Tuesday, April 26, 2011

This is serious business people

No, but really. Usually when I say I am being serious, I am not being serious, but this time I am serious....

So, there are some big changes coming my way. I graduate! I walk a week from Thursday. I cannot believe that it has been 2 years. I have learned so much and grown as a therapist (it only added to my natural awesomeness in telling people the right way to do things....) and met some incredible people who have shaped my career.

The most important stuff that I have learned have been about myself. What people don't really know is that a 2 year Master's in Social Work program is actually a 2 year program where you examine every single thing that you yourself do, why you do it, and how you are a total screw up and need to do your own work in order to help others. I never understood why I was so stressed all the time and why this has been the hardest 2 years because the school work really wasn't that hard!!! I am coming out of a master's program with better grades than I have ever had in my life (and I have always gotten really good grades, so I have just improved on my own awesomeness), but seriously! I am EXHAUSTED! I just did some serious therapy on myself for the past 2 years. When I am doing therapy, sometimes it is necessary to kind of knock people on the side of the head and show them what they are doing wrong in certain situations, but you do it in such a nice way where they come to it on their own that they leave your office feeling so good and motivated, but that is NOT the way it goes when you are doing your own therapy. Its just a bunch of hard knocks and then you trying to figure out what to do next......

So, what am I doing next, you ask? I am moving in with my parents. I haven't been without a job or without school since I was 15. I have nothing on my calendar except spending a whole 10 days withe the love of my life, Cal (he's my 19 month old cousin's son) and going to dinner with the wonderful ladies that I served with in the stake relief society presidency at BYU. I will also be studying for my licensing exam, taking it, and applying for jobs. After that? Who knows.

I really feel that the place for me is Boston right now. When I got home from my mission, I really didn't know what I was going to do, so I studied English. I have always loved literature and writing, but apparently it wasn't for me. Then one of my mission companions/friend since I was 12 said to me "Syd, why aren't you a social worker? You have always been meant to do that." I changed my major the next day. Everything fell into place from there and that is why I am NOT at all worried about the next step/job/place to live in my life. God has something out there for me (and hopefully he's over 6 feet tall) and I am just content doing what I need to be doing to get there. I will find the job that is right for me and I will pass my exam. This is the year of the Sydney, people. The year of the Sydney. Just remember that.

Monday, April 11, 2011

Anderson Cooper




I think that when Anderson is giving the news and interviewing other people, that they really should not EVER take the camera off of him...... That is all I am saying... hot hot hot. I want to love him forever. While we are at it, I also think David Wallace is soooo attractive.

Monday, April 4, 2011

My lifetime regrets

You know, I am staring down at the ripe old age of 27 1/2. Yep, you heard me right. I am old. I am surprised I can still see enough to type this blog....but getting older in age is helping me to realize that there are some things that I have done and experienced that I absolutely regret doing, and if I could go back and change it, then I would. It is hard to live a life with regrets, so I am sending them out there to the universe to hopefully ease my conscience and help me to sleep at night.
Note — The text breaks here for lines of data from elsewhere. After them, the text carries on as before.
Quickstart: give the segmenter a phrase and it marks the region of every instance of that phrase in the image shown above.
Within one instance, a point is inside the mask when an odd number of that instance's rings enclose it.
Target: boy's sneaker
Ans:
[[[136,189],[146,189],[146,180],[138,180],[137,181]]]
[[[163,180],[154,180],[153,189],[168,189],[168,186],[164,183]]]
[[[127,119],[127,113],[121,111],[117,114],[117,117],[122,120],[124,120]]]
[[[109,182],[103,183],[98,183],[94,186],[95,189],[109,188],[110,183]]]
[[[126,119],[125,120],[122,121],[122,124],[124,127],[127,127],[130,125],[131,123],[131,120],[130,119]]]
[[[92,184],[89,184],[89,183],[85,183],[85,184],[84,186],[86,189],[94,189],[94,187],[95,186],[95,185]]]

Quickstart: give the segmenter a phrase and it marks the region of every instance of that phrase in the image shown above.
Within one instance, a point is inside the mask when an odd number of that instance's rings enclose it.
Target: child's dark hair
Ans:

Regret #1 This one is the hardest to admit, but I am going to be a grown-up and just say it. I have read all 4 Twilight books. And I liked some of them....well, the first one I liked the most. It sucked me in- promising me that perhaps someone strong and protective was out there for me, but alas, Edward failed me. He became controlling and lame and horrible and Robert Pattinson. Ew. Then I read the fourth book and it was AWFUL. Bella became selfish and awful and whiney and the worst character ever written. She single handedly took the women's rights movement back 30 years.
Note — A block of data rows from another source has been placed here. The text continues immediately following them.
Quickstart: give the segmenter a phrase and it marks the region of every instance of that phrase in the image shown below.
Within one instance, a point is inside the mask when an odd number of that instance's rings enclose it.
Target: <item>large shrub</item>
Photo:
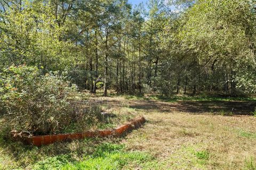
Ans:
[[[0,105],[5,126],[18,132],[47,134],[68,125],[73,110],[68,98],[74,86],[36,67],[11,66],[0,73]]]

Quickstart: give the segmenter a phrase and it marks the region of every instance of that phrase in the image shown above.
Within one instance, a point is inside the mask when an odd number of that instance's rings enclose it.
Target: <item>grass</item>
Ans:
[[[191,106],[167,105],[162,99],[126,98],[94,98],[104,101],[104,111],[116,115],[97,128],[143,115],[147,122],[142,128],[120,138],[39,148],[0,138],[0,169],[255,169],[255,116],[223,116],[228,110],[213,114],[207,109],[179,109]],[[192,106],[198,107],[193,101]]]
[[[143,166],[154,160],[149,154],[140,151],[127,151],[123,144],[103,143],[93,154],[85,156],[79,162],[70,155],[49,157],[34,165],[33,169],[119,169],[125,166]]]
[[[115,97],[115,95],[110,95]],[[125,95],[124,97],[129,100],[158,100],[165,102],[176,102],[178,101],[255,101],[255,97],[215,97],[204,95],[188,96],[188,95],[174,95],[172,97],[165,97],[158,95]]]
Regret #2 I watched 2 of the Twilight movies. I should have learned my lesson. They were both so very bad. I did enjoy Taylor Lautner's abs, but he is young and therefore I am gross. And because I saw the second movie, that means I saw Robert Pattinson shirtless. Let me tell you, its not pretty and it is forever burned into my memory....

Regret #3 I saw Time Traveler's Wife. See previous post about the horrid nature of this movie.

Regret #4 I regret not kissing a few gentlemen callers in the past. None of them are from high school. I just want to make that clear. I sincerely regret not being more slutty in the past. My roommates and I read a study where the average person kisses 27 people in their lifetime. Let's just say that I might be WAY behind on that and am now set in my ways, therefore, I don't think its going to happen. But then again, if I never marry (which is likely given my abrasive personality) I might reach that by the time I am 100...ok, probably not. But if I was sluttier, I could have gotten more presents from men, specifically jewelry.

Regret #5 Not having a trust fund.

Regret #6 I regret being so awesome. Ok, I don't. I am awesome.